¹²⁵I^- uptake with competitive substrates in HeLa cells transduced with (A) HA-human NIS, (B) HA-whale NIS, or (C) HA-zebrafish NIS. Data shown as the percentage of maximum ¹²⁵I^- uptake activity (0 μM compound) maintained in the presence of increasing concentrations of substrate or inhibitor. Circular markers indicate naturally occurring anions. Triangular markers indicate anions which may occur naturally at low levels or are generated inside the organism. Square markers indicate anions not found naturally. Values are averages of duplicate assays with standard deviation.

Picomoles of iodide concentrated into HeLa cells lentivirally transduced with HA-NIS proteins after 4 minutes at 37°C. Uptake values were normalized to cell surface protein expression. Solid lines and symbols indicate experimentally derived uptake values. Dashed lines indicate predicted Michaelis-Menten equation curves determined with the least squares (ordinary) fit method in Prism. K_m and V_max values are represented in the table. Units for K_m are μM; units for V_max are pmol I^-/4 minutes. Values are averages of triplicate assays with standard error. p-values calculated with experimental values at 50 μM KI; **** indicates p < 0.0001.

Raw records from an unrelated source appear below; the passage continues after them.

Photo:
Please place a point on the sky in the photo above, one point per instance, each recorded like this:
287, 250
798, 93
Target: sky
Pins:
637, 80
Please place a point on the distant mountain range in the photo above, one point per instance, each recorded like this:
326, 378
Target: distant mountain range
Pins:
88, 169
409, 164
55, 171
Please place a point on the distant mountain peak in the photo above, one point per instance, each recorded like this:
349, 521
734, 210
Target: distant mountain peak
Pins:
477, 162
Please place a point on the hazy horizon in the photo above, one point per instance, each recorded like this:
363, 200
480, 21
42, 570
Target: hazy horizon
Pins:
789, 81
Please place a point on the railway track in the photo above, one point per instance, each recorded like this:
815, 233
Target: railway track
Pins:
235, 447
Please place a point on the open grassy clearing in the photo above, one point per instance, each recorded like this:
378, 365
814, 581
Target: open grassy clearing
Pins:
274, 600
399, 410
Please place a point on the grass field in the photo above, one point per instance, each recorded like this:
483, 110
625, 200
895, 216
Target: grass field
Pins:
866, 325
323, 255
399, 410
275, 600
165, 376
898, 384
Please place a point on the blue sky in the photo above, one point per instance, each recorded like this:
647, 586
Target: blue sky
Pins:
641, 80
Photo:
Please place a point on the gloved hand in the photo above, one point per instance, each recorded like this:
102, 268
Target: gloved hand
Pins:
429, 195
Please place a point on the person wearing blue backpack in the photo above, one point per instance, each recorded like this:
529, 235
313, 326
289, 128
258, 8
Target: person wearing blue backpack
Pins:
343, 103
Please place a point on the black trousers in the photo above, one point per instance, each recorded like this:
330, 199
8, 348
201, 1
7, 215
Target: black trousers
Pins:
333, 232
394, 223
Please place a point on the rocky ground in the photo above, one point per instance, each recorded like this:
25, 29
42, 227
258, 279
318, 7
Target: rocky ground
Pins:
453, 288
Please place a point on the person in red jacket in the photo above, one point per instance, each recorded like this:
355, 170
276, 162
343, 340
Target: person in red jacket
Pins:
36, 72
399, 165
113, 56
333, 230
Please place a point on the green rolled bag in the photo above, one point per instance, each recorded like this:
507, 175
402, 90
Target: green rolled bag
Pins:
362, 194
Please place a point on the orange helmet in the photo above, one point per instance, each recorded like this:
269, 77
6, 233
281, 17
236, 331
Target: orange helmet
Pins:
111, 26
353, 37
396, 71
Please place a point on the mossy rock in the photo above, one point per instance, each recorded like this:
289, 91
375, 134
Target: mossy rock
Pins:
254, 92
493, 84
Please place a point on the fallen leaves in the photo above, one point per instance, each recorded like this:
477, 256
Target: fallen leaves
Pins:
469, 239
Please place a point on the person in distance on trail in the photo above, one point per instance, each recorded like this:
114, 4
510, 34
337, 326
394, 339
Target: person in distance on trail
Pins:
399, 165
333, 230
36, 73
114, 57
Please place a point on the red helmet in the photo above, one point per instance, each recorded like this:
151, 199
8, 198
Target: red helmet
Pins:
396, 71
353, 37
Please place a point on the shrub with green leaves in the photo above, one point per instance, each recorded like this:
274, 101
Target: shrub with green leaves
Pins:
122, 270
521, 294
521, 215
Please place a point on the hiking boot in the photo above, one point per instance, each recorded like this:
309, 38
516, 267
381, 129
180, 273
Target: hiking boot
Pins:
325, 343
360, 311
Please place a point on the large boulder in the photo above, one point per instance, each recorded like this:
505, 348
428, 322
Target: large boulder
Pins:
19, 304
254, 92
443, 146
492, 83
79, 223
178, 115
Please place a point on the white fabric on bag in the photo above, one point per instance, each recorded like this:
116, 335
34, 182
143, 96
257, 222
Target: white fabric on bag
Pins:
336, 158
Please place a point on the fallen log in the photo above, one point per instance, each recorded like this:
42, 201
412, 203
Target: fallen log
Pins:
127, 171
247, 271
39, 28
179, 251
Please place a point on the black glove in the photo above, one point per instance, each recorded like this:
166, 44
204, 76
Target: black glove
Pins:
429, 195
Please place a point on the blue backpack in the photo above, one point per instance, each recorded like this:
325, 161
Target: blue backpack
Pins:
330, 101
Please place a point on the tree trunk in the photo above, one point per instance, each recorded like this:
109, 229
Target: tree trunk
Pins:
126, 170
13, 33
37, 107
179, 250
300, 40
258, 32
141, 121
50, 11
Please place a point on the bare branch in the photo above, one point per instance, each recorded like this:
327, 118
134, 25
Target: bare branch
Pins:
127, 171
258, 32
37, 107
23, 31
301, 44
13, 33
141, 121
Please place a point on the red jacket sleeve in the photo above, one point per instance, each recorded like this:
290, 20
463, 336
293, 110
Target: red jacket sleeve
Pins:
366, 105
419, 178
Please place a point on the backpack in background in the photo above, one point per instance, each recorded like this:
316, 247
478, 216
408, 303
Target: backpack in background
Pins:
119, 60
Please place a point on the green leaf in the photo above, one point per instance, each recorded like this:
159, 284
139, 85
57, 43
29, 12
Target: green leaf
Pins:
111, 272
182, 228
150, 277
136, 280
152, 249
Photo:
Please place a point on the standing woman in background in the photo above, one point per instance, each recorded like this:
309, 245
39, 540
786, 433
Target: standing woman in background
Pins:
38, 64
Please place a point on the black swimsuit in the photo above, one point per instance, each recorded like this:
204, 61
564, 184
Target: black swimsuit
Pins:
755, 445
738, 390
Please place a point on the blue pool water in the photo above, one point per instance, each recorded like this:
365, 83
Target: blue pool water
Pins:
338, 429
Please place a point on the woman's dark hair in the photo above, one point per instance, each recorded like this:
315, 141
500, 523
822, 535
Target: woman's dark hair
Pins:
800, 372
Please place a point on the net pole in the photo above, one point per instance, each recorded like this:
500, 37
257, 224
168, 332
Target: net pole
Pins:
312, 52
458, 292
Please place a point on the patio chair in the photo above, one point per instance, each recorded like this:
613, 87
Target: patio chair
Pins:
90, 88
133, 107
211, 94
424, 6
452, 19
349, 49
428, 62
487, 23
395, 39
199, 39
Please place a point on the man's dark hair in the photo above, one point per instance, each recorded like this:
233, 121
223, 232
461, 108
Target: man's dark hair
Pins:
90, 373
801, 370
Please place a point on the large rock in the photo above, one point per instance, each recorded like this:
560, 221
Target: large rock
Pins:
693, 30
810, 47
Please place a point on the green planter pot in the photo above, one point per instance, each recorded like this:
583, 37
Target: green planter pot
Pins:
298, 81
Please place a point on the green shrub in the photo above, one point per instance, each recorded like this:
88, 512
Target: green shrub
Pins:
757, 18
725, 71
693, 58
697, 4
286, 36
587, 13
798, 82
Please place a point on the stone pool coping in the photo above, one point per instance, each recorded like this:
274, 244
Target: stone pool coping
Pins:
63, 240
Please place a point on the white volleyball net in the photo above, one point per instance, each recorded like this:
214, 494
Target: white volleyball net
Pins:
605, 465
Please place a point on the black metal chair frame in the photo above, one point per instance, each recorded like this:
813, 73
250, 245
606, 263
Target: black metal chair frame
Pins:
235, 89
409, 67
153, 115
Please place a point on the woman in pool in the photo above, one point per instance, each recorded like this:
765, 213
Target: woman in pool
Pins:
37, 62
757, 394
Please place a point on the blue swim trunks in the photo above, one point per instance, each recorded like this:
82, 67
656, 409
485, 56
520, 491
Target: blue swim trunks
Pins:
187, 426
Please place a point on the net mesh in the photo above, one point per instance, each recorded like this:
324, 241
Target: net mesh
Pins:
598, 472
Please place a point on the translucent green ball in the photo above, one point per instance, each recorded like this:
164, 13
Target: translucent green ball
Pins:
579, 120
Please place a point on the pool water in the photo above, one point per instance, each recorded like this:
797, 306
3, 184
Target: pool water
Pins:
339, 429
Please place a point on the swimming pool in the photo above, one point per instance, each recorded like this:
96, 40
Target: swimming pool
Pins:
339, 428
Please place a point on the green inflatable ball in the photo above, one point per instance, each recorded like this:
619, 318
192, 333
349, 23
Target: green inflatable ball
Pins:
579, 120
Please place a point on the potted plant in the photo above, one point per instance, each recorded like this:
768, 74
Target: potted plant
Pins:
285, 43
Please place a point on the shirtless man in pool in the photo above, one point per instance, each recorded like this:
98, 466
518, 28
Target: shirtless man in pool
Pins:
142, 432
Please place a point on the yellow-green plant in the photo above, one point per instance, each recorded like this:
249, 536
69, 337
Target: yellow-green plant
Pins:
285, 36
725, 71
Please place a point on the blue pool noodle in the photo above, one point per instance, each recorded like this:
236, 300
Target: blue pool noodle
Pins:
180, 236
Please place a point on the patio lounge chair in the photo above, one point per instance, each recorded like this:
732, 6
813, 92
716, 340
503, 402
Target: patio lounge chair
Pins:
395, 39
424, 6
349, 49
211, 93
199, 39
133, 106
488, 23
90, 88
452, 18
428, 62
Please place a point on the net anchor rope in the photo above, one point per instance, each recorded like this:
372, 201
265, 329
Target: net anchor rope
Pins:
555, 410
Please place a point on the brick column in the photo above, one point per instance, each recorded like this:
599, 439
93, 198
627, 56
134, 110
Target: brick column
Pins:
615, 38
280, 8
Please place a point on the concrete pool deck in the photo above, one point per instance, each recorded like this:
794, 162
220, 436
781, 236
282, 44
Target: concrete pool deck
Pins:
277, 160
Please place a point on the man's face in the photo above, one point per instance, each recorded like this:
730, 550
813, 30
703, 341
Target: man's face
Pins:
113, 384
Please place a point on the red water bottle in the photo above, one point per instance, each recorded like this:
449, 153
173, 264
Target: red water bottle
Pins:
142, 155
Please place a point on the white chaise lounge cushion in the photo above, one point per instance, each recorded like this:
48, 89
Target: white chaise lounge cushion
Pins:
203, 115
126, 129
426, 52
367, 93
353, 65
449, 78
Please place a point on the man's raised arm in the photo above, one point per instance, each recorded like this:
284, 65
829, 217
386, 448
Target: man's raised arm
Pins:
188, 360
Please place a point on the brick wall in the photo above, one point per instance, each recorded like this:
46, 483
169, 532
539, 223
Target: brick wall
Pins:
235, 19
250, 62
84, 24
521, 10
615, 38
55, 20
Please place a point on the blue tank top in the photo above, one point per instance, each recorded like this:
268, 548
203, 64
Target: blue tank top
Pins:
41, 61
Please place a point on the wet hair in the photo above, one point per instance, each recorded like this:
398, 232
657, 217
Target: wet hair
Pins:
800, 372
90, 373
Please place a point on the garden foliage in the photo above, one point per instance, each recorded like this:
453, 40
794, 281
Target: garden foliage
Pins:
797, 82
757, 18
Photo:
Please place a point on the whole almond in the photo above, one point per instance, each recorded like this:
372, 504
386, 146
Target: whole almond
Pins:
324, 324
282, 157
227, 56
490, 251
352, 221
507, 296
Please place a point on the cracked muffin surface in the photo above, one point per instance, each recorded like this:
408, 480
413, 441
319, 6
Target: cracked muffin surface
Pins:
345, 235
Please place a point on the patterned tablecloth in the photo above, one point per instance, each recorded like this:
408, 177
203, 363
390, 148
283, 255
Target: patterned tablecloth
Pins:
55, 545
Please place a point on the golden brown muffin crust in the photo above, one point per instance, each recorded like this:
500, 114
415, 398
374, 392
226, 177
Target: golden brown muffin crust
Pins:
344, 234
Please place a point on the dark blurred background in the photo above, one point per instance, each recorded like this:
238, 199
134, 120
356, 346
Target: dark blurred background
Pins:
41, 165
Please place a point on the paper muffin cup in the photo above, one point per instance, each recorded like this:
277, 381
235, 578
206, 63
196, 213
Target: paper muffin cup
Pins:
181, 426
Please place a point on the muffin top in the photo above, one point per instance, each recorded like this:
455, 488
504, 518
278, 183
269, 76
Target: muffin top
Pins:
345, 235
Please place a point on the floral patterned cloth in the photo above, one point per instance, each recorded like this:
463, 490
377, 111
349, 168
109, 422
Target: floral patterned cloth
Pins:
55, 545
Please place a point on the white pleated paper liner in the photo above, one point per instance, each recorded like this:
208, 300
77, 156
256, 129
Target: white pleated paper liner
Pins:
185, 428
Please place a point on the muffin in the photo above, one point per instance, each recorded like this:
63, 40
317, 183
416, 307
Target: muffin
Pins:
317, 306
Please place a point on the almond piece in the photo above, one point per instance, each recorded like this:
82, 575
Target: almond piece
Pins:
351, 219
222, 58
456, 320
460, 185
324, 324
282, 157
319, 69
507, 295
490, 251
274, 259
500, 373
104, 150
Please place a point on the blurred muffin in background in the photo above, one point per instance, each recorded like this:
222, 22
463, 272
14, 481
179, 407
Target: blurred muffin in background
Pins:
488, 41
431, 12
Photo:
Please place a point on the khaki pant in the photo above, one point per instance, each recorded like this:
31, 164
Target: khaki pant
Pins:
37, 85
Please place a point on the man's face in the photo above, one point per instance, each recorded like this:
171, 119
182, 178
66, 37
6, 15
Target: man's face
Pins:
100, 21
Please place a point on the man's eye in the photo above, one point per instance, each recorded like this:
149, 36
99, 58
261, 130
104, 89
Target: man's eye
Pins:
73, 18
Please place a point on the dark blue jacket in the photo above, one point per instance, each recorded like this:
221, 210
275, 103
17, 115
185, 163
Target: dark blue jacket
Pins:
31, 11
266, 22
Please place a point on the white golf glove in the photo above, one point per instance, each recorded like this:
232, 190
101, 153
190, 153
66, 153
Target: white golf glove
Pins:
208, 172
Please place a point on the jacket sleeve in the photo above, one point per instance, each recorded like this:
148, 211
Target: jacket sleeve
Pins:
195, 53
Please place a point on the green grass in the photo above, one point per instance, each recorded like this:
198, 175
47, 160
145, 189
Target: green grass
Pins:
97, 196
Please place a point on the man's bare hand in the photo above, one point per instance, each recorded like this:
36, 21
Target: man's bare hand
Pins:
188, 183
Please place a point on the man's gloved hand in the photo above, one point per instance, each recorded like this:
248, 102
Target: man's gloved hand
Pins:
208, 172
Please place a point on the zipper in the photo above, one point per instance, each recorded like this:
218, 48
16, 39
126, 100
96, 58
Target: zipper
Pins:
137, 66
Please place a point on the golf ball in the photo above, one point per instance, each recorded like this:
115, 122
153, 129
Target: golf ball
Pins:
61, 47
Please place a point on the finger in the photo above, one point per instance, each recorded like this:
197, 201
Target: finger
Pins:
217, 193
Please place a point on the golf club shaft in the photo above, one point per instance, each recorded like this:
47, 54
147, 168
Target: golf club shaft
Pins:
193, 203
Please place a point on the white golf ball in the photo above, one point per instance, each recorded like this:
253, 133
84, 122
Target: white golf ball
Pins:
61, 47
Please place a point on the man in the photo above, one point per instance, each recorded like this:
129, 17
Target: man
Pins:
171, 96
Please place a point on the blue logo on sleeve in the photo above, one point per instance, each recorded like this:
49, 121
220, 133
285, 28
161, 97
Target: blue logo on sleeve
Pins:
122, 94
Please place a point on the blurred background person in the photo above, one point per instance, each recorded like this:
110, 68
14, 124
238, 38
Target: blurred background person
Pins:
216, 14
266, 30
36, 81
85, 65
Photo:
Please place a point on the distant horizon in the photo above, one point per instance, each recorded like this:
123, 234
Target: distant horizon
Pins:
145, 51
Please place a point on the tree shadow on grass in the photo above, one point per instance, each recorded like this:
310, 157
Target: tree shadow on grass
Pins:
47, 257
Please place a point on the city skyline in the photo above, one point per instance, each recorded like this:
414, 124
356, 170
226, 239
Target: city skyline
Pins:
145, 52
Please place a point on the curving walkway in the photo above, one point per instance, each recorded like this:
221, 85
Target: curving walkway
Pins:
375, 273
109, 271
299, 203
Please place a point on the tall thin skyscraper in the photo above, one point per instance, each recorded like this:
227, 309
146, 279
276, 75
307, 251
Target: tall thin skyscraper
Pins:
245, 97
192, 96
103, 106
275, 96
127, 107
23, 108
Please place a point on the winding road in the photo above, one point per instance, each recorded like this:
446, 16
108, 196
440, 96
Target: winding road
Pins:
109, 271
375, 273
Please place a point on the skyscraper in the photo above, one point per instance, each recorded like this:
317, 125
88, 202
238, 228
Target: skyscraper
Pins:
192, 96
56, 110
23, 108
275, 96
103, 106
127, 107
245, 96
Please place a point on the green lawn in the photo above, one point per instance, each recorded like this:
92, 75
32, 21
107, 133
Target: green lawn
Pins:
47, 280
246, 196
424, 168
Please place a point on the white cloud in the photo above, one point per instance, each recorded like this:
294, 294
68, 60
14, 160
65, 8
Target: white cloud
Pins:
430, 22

(A) Overlap of hNIS, wNIS, and zNIS. The thickness of the alpha-helices and loops represent per-residue RMSD values calculated between the corresponding residues of hNIS, wNIS, and zNIS with hNIS as a reference. Thick alpha helices and loops signify low RMSD values (regions with high structural similarity). Color coding: red–fully conserved residues between hNIS, wNIS, and zNIS; yellow–substitution with a chemically similar residue in wNIS and zNIS; blue–substitution with non-similar residue; grey spheres–Na⁺ ions, black sphere–I^- ion. (B-C) Two different projections of protein areas within 10Å of Na⁺ and within 15Å of I^-. Dashed lines indicate some or all of residues in the alpha helix are outside the 10/15Å cutoff. (D-E) Two different projections of residues from the ion coordination spheres (within 5Å) identified from MD simulations. The residue numbers of the non-conserved residues are also shown.